# Travelling while passport is at the public security bureau



## emma_hansma (Jan 22, 2014)

Hi,

I have a work visa in my Australian passport. My passport is currently at the public security bureau in Harbin and I won't get it back until middle Feb. Unfortunately I get time off over spring festival and would really love the opportunity to travel to a city nearby. I have dual nationality so I have my Dutch passport but it doesn't contain my Visa. Can I catch the train and stay at a hotel with only my Dutch passport? Or do I have to resign myself to staying put during my holidays.

I really appreciate any advice.


----------



## cschrd2 (Oct 31, 2011)

If the passport is in the security bureau I request a travel paper which can be used as means of identification during the domestic travel. Works fine


----------



## peanutbutterjellytime (Jan 24, 2014)

It is not too big of a problem. I overstayed my visa and traveled around China, including on the fast train and slow trains and was never questioned or anything. I had lost my old passport and this one had no visa or anything. 

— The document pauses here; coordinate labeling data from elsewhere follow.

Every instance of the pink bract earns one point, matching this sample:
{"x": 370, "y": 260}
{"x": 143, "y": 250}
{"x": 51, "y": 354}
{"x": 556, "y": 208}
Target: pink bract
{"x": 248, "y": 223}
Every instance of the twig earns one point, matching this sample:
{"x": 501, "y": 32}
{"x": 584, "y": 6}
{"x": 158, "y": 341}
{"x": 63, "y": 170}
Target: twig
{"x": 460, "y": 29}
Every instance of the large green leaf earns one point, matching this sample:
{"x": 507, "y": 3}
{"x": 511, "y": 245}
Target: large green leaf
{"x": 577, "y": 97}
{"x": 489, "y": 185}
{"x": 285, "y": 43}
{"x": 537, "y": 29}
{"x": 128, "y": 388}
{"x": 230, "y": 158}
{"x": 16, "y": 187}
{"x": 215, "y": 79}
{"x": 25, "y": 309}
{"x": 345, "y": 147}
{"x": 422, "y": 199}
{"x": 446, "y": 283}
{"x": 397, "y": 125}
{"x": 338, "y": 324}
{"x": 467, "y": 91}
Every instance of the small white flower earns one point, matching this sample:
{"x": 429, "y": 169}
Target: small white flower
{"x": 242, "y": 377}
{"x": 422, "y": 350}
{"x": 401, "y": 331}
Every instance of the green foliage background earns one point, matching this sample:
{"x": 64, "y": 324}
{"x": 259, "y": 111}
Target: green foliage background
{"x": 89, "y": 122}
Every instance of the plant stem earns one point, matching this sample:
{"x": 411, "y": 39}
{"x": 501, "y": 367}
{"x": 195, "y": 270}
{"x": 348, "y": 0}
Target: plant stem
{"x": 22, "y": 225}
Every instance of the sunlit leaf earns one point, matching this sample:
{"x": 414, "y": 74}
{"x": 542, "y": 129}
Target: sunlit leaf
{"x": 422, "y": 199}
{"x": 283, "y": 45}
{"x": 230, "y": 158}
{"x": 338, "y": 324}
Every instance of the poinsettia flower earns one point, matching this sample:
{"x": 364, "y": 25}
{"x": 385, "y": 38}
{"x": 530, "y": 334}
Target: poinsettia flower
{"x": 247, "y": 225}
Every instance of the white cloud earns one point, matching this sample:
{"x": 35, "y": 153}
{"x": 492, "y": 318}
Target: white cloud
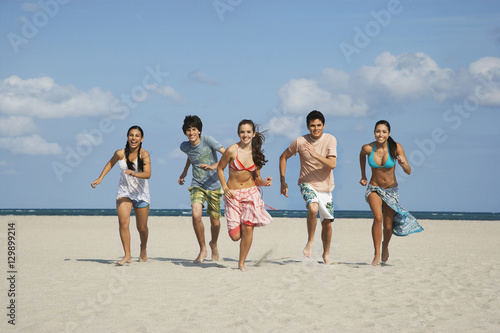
{"x": 168, "y": 92}
{"x": 43, "y": 98}
{"x": 16, "y": 126}
{"x": 487, "y": 72}
{"x": 199, "y": 76}
{"x": 408, "y": 76}
{"x": 30, "y": 7}
{"x": 287, "y": 126}
{"x": 391, "y": 80}
{"x": 177, "y": 153}
{"x": 303, "y": 95}
{"x": 30, "y": 145}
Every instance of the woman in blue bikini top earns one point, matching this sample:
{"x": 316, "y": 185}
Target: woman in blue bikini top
{"x": 384, "y": 148}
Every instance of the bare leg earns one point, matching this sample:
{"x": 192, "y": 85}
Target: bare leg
{"x": 141, "y": 218}
{"x": 312, "y": 213}
{"x": 199, "y": 231}
{"x": 375, "y": 203}
{"x": 124, "y": 208}
{"x": 214, "y": 229}
{"x": 326, "y": 237}
{"x": 388, "y": 217}
{"x": 246, "y": 242}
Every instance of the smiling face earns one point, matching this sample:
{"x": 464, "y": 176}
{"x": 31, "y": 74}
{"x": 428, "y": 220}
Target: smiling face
{"x": 246, "y": 133}
{"x": 316, "y": 127}
{"x": 193, "y": 135}
{"x": 382, "y": 133}
{"x": 134, "y": 138}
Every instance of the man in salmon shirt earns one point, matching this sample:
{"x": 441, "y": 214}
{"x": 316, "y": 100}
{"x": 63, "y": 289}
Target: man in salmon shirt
{"x": 318, "y": 158}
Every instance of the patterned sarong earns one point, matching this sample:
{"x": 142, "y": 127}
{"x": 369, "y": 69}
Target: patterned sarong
{"x": 245, "y": 207}
{"x": 404, "y": 223}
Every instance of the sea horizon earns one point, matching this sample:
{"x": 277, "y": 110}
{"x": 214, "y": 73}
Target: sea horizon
{"x": 349, "y": 214}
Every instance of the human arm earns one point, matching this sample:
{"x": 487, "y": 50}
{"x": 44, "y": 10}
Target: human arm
{"x": 146, "y": 167}
{"x": 107, "y": 168}
{"x": 213, "y": 166}
{"x": 262, "y": 182}
{"x": 283, "y": 159}
{"x": 362, "y": 164}
{"x": 403, "y": 162}
{"x": 224, "y": 161}
{"x": 328, "y": 161}
{"x": 184, "y": 172}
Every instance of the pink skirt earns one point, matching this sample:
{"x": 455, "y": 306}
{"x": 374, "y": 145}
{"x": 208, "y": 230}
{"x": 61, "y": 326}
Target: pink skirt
{"x": 246, "y": 207}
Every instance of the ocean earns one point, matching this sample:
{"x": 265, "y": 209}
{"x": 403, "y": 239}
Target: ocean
{"x": 341, "y": 214}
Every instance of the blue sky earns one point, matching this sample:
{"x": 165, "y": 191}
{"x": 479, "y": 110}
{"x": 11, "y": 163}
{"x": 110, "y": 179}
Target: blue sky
{"x": 75, "y": 75}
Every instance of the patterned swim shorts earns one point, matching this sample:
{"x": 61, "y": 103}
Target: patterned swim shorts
{"x": 324, "y": 200}
{"x": 213, "y": 199}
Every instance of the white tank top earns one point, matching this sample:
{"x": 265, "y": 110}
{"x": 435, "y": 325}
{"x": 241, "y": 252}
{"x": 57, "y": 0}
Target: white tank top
{"x": 132, "y": 187}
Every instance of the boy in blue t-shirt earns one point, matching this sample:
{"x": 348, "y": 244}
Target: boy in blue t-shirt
{"x": 202, "y": 154}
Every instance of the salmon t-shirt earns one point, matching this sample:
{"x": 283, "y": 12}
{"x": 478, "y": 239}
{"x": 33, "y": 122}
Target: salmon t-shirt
{"x": 313, "y": 172}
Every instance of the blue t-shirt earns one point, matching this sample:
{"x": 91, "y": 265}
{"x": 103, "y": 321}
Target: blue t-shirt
{"x": 204, "y": 153}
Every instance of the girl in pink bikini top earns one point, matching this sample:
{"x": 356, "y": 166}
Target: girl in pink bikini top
{"x": 238, "y": 166}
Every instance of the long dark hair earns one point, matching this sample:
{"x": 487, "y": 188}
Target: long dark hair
{"x": 257, "y": 153}
{"x": 140, "y": 162}
{"x": 393, "y": 147}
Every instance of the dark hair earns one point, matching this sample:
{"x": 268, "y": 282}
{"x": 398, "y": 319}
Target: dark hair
{"x": 313, "y": 115}
{"x": 140, "y": 162}
{"x": 192, "y": 121}
{"x": 392, "y": 144}
{"x": 257, "y": 153}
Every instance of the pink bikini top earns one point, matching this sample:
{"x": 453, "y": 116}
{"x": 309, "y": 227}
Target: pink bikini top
{"x": 238, "y": 166}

I was able to rent apartments and do everything else you can do with a visa, as nobody cares except for immigration.


----------



## Sizzling (Aug 29, 2013)

for taking a plane you need the recepit from the PSB with A PICTURE ATTACHED TO IT AND STAMPED BY THEM. This is a new rule so make sure you get a picture with the receipt.
Then it is no problem.

@peanutbutter: not sure if you are still overstaying your visa in China, but I would suggest to go to immigration as soon as possible. Overstaying a visa in china is a very bad idea, assuming you do want to leave at some point...


----------